VanDerveer asked her players to compete and play hard. They delivered.
"What a great opportunity for us to play against the best in the world," VanDerveer said. "... They're the Olympians, they are the icons of women's basketball, Sue Bird, Diana Taurasi," VanDerveer said, watching the top Americans warm up before the game and exchanging a hello and her gratitude to Bird as the Seattle Storm guard stretched along the baseline in Maples Pavilion. "They're fantastic players."
More than two decades ago, VanDerveer took a year away from Stanford in 1995 on the way to coaching the Americans to an Olympic gold medal at the 1996 Atlanta Games. Sure, this brings back some memories, but "that was a long time ago," VanDerveer said with a smile.
"That was a really fun thing to do, but that was before some of these kids were born, anyone on our team and a lot of them on that team," she said, noting for her team it means so much "just to get a chance to play against a great team and see what basketball at the highest level looks like. You can play against guys, but then people say, 'Oh, it's guys.' These are women that are fit, strong, skilled, they sacrifice a lot of things to be able to be these great players."
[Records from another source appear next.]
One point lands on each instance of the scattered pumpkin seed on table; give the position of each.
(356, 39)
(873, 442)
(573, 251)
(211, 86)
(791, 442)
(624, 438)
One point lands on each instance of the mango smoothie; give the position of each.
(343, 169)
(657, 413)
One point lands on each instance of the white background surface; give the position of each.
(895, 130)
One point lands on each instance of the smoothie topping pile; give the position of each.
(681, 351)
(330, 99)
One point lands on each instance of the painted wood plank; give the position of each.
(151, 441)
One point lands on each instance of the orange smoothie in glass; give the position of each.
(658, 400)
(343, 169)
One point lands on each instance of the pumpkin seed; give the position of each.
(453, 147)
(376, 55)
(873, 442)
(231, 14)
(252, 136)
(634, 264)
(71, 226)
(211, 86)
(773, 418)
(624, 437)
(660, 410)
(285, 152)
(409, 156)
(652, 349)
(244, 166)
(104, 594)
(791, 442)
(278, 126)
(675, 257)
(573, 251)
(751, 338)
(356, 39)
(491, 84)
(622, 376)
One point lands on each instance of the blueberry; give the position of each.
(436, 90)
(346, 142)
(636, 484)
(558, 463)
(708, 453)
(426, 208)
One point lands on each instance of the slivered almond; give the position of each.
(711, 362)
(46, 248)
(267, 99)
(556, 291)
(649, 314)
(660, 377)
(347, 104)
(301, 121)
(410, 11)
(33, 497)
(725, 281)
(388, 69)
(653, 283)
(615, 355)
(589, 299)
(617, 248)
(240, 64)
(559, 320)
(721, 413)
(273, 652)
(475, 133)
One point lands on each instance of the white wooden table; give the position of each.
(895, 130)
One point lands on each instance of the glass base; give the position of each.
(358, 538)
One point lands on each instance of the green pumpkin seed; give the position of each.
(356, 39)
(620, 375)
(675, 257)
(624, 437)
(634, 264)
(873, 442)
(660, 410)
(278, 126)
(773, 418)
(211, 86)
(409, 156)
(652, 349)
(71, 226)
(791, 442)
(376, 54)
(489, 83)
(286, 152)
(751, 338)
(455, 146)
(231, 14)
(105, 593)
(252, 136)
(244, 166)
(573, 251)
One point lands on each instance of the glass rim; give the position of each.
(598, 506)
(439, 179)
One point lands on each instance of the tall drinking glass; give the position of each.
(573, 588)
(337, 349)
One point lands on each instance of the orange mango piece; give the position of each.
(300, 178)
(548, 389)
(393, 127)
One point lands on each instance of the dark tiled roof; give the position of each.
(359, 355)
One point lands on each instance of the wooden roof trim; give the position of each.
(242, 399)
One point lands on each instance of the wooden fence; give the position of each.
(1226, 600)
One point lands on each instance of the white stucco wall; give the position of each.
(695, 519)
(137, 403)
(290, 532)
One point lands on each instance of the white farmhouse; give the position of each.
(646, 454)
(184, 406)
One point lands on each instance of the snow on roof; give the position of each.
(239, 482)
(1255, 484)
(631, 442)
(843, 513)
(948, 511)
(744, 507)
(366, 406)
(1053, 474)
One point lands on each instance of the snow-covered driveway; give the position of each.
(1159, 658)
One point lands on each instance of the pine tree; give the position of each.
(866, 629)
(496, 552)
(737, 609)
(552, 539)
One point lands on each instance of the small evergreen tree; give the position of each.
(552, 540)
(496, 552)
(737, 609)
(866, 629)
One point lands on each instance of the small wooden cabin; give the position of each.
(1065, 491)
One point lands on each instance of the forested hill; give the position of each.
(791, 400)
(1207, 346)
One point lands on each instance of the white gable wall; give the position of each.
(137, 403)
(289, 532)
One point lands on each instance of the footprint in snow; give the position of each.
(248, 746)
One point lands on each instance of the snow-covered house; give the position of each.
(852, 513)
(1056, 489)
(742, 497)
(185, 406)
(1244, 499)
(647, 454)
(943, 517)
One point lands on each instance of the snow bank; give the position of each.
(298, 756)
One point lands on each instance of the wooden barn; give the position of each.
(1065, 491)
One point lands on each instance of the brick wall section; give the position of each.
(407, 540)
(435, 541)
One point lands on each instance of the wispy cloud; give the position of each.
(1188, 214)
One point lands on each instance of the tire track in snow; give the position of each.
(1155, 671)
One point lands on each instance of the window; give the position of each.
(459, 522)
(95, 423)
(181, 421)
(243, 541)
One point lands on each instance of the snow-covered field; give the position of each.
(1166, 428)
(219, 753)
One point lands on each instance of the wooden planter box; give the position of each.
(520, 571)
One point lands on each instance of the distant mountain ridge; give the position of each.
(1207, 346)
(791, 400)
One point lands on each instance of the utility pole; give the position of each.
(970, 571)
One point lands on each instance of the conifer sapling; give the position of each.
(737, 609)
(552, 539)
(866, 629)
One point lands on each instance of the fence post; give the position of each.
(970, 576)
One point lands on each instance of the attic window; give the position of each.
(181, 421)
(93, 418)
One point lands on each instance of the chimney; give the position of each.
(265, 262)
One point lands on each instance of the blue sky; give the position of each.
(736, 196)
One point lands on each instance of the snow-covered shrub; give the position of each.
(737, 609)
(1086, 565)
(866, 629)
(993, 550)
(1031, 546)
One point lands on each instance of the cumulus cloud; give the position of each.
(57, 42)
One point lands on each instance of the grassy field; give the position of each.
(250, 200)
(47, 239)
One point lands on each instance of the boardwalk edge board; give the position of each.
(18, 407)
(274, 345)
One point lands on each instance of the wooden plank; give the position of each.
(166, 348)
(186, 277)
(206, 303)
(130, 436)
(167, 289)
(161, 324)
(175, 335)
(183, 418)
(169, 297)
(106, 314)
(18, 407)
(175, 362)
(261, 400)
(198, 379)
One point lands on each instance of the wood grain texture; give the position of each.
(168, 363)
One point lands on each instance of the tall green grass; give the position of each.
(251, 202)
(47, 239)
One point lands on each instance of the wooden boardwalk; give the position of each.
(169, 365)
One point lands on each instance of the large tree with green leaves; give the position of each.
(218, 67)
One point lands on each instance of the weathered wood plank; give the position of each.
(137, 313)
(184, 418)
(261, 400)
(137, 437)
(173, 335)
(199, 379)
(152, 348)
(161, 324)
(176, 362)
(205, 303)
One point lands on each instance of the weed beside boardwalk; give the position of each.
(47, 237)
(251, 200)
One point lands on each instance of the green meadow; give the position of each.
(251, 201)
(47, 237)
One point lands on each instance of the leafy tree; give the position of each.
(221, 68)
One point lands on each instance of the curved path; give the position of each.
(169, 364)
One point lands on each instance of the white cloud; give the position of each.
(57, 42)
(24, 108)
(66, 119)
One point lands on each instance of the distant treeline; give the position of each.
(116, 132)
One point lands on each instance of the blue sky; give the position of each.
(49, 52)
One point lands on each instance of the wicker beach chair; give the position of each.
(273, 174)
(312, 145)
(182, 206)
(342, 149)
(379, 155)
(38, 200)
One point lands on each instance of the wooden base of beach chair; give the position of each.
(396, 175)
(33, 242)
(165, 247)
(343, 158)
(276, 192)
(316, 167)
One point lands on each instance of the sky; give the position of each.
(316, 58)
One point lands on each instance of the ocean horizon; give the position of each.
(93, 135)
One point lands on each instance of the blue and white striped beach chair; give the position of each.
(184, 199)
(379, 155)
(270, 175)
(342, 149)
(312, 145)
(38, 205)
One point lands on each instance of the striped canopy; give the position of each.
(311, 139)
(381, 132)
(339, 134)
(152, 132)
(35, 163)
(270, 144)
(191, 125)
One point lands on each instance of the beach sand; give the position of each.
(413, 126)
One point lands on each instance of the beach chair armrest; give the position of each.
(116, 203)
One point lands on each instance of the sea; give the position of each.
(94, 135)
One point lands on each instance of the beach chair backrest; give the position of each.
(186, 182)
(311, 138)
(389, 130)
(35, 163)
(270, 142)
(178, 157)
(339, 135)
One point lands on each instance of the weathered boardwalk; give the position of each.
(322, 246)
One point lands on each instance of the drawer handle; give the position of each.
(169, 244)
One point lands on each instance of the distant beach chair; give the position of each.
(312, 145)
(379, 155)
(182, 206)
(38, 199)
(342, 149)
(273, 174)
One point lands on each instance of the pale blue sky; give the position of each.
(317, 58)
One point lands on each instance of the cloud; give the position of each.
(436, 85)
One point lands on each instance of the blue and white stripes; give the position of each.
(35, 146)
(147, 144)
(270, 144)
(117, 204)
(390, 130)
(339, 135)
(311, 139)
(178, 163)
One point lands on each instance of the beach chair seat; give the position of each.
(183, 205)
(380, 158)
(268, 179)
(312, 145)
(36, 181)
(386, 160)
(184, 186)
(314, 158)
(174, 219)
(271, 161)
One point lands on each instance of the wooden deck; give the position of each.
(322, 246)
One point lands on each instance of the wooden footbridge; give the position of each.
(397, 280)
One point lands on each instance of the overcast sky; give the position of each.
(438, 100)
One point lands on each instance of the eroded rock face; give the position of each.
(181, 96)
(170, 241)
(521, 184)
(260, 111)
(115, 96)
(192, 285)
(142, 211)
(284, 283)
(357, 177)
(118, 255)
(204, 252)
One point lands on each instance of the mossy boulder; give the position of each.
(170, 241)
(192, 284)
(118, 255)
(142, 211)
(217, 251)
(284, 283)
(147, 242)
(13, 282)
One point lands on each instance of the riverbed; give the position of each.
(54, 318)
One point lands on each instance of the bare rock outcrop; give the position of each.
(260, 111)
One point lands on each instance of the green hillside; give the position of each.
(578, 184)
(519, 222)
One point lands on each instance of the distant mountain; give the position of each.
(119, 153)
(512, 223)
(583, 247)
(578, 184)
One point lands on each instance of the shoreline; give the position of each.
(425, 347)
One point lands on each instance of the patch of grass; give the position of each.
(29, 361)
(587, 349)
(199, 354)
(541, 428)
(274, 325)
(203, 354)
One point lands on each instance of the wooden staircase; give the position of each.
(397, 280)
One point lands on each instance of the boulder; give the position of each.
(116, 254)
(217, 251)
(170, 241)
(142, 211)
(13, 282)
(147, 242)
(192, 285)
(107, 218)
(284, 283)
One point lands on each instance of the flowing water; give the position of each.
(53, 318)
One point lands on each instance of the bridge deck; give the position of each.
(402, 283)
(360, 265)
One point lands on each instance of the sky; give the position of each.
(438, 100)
Bird and partner Megan Rapinoe, the American World Cup soccer star, attended the Golden State Warriors game Wednesday in San Francisco and took part in a postgame panel on the team's LGBTQ night to discuss equality and inclusion.
Ogwumike starred for VanDerveer and Stanford, and she received a rousing ovation during introductions before tipoff and another standing ovation when she left the game late. Her younger sister Chiney, also a WNBA player and former Stanford star, received her Final Four ring years later from former Stanford associate head coach Amy Tucker, who kept it safe in her drawer all these years.
"This is pretty cool," Nneka Ogwumike said, later adding, "It's just kind of like flashbacks of all the moments that we had here."